Chapman v. Commissioner

Harron, J.,

concurring: Petitioner asks for construction of certain provisions of the Internal Revenue Code, sections 22 (a); 22 (b) 8; 116 (h); 212; and 211. He contends that the Congress could not have intended that the income in question should be subject to income tax of the United States Government. On the point of intent, he makes a unique argument that the Congress should be presumed not to have intended application of these statutory provisions in a way which he contends would be in derogation of principles of international law. Sympathetic study of petitioner’s arguments and theories leads to the conclusion, in my opinion, that the principles of international law referred to can not be employed in judicial construction of the pertinent statutory provisions. A realistic view must be that the Congress, in considering and enacting domestic or internal legislation, was not thinking anything about the possible conflicts or harmony with principles of international law, and it is of no avail to seek to determine the legislative intent relating to the internal revenue statutes against the history and growth of principles of international law. The plight of the petitioner, since he regards the respondent’s determination as inequitable, must be said to be due to an absence of legislation to cover an unanticipated situation. Petitioner must admit that his indefinite stay in the United States and the initial entrance constitutes an unusual situation. If it is assumed that the courtesies which have been extended by the Government in the matter of entry into and temporary stay in the United States should be extended to exemption from the internal revenue statutory laws as a matter of comity, the Congress is probably the only branch of the Government which is able to deal with the matter, unless the executive branch officials are at present authorized to solve the problem in some way, which seems doubtful.

The type of relief sought here through judicial processes is blocked by the pattern of our constitutional system of government, which divides authority among the legislative and executive, “the political” departments of the Government, Oetjen v. Central Leather Co., 246 U. S. 297; Trost v. Tompkins, 44 Atl. (2d) 226; Sevilla v. Elizalde, 112 Fed. (2d) 29; and the judicial. And even the argument about the possible influence of principles of international law runs against the fact that petitioner, although an official of the League of Nations, with a diplomatic status under article 7 of the Covenant of the League, was not sent here on an official mission to or with the Government of the United States. Without credentials to our Government on some diplomatic mission, or official, even assuming diplomatic status to exist from the standpoint of the League, petitioner would appear to be in no better position than a person of diplomatic status in the territory of another state than that to which he is accredited.1 It would appear that the Government of the United States is not under any obligation, under international law or treaty or act of Congress, to grant the immimity from taxation of income, which is really what petitioner desires. See Ogdon, Juridical Bases of Diplómate Immunity, 1936, pp. 189-191.

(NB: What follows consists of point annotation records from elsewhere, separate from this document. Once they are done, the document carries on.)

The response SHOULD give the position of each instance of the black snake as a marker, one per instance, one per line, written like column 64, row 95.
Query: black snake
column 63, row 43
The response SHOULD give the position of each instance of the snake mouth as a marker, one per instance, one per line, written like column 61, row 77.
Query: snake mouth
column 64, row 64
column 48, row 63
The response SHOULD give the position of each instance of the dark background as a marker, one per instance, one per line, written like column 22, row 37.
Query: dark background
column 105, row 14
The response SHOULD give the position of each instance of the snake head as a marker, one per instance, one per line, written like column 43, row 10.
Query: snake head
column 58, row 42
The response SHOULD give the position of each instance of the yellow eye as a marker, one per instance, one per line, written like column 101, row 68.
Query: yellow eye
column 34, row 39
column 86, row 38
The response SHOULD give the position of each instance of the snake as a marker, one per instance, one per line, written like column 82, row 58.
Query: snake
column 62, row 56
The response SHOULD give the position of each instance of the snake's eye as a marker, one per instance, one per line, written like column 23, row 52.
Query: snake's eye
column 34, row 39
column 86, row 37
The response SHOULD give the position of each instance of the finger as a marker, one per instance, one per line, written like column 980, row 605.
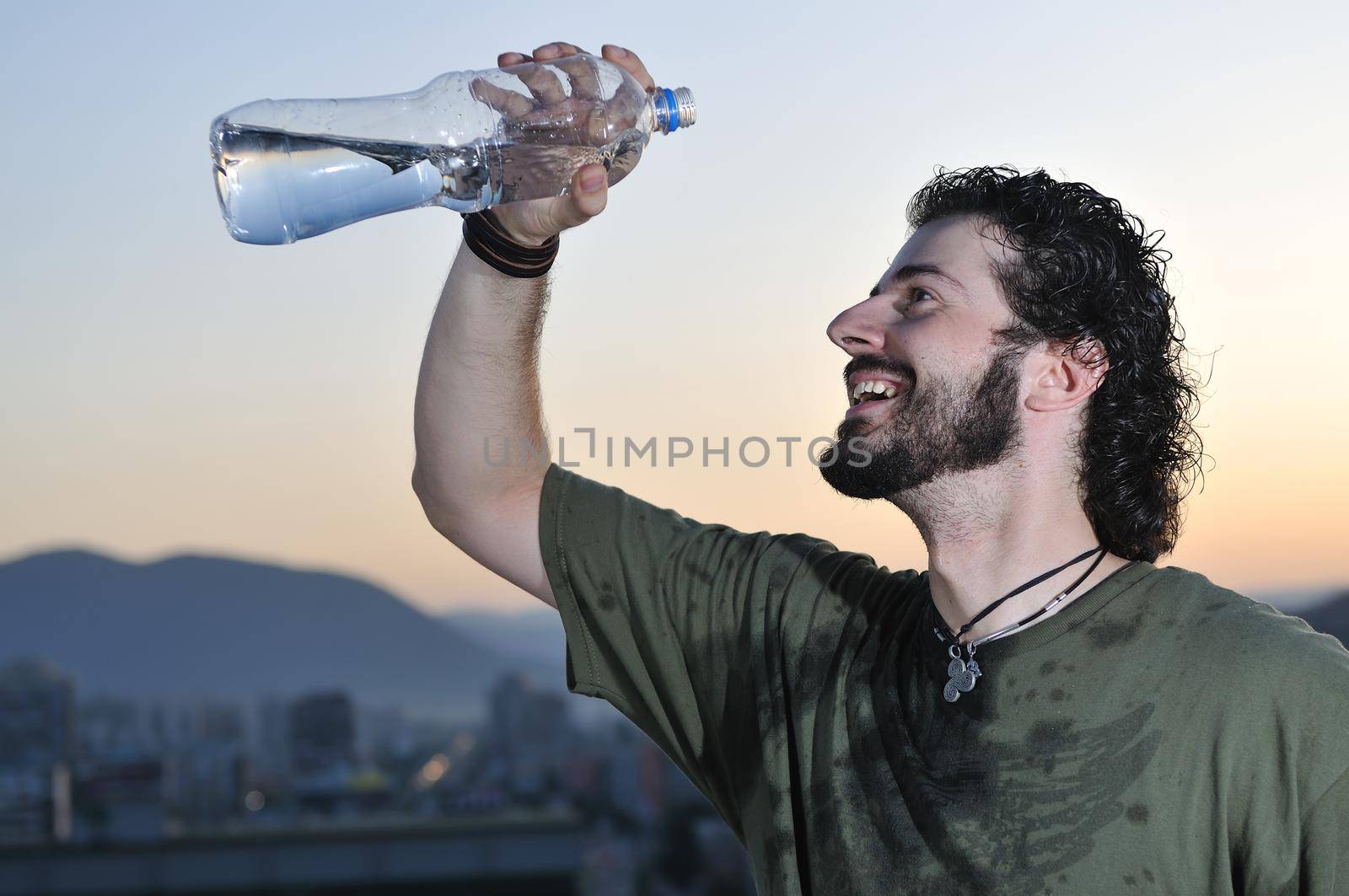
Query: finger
column 509, row 103
column 556, row 51
column 586, row 197
column 543, row 84
column 583, row 78
column 629, row 61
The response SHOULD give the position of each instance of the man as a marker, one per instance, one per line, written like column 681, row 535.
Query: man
column 1015, row 379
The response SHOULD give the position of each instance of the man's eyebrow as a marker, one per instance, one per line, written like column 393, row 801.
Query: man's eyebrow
column 910, row 271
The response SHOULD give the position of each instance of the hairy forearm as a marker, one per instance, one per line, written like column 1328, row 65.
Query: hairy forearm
column 478, row 394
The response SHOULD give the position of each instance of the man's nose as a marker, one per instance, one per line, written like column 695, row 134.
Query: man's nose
column 863, row 327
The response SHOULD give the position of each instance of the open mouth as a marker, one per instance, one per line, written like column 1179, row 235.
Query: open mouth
column 872, row 394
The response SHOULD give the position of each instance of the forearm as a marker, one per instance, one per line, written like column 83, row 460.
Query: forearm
column 478, row 395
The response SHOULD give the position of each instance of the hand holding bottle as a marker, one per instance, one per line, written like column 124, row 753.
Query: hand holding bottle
column 533, row 222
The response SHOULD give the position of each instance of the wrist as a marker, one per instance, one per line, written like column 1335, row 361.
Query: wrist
column 501, row 249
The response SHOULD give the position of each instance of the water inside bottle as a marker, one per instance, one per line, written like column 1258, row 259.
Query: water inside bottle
column 277, row 186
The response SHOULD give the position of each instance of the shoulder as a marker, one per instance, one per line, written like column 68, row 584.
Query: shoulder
column 1274, row 679
column 1250, row 633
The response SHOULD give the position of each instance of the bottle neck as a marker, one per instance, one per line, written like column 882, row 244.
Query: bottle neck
column 674, row 110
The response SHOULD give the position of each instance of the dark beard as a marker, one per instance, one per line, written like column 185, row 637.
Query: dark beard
column 942, row 429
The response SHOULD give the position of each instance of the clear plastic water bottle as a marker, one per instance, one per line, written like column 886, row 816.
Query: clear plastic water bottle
column 292, row 169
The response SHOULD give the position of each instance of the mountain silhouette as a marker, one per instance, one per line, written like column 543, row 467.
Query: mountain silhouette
column 1330, row 617
column 200, row 625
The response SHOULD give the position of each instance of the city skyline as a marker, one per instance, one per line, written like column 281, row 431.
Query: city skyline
column 173, row 392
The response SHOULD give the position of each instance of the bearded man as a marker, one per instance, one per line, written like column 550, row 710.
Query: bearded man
column 1045, row 709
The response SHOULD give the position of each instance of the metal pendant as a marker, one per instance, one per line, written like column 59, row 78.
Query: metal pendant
column 962, row 675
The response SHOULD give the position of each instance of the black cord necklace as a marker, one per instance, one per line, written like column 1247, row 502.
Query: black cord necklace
column 962, row 673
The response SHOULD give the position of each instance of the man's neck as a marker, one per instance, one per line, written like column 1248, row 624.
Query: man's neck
column 991, row 530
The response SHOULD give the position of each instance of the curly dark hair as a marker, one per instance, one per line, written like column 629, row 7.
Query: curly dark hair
column 1085, row 270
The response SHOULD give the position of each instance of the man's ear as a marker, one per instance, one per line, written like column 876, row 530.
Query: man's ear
column 1063, row 377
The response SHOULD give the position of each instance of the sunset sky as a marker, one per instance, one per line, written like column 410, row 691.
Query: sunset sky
column 169, row 389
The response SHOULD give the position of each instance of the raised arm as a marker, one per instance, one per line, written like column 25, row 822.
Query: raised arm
column 478, row 386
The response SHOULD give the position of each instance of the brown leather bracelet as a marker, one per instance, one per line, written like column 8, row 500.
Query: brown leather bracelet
column 490, row 242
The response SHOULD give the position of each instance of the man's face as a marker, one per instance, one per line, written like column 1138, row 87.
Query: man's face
column 931, row 390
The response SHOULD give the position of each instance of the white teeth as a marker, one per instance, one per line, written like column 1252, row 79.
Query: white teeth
column 874, row 386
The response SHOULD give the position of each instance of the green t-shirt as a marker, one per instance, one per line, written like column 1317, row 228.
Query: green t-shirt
column 1159, row 734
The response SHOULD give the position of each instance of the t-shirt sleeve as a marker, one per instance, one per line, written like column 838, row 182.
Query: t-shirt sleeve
column 1324, row 864
column 665, row 620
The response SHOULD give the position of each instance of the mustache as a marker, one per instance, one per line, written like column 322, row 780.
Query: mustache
column 879, row 362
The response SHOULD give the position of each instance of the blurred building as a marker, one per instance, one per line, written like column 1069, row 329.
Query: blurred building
column 121, row 802
column 37, row 714
column 37, row 749
column 321, row 732
column 530, row 732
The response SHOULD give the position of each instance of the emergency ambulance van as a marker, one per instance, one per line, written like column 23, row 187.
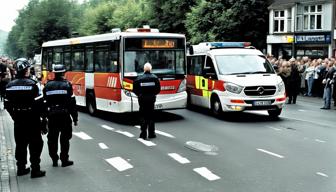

The Congress has declared the position which the Government must take with respect to the League of Nations in the statute authorizing the United States to accept membership for the Government of the United States in the International Labor Organization, an international organization which was under the League. The statute, enacted June 19,1934, provides: “But in accepting such membership the President shall assume on behalf of the United States, no obligation under the Covenant of the League.” 48 Stat. 1183; U. S. C. A., Title 22, pars. 271, 272.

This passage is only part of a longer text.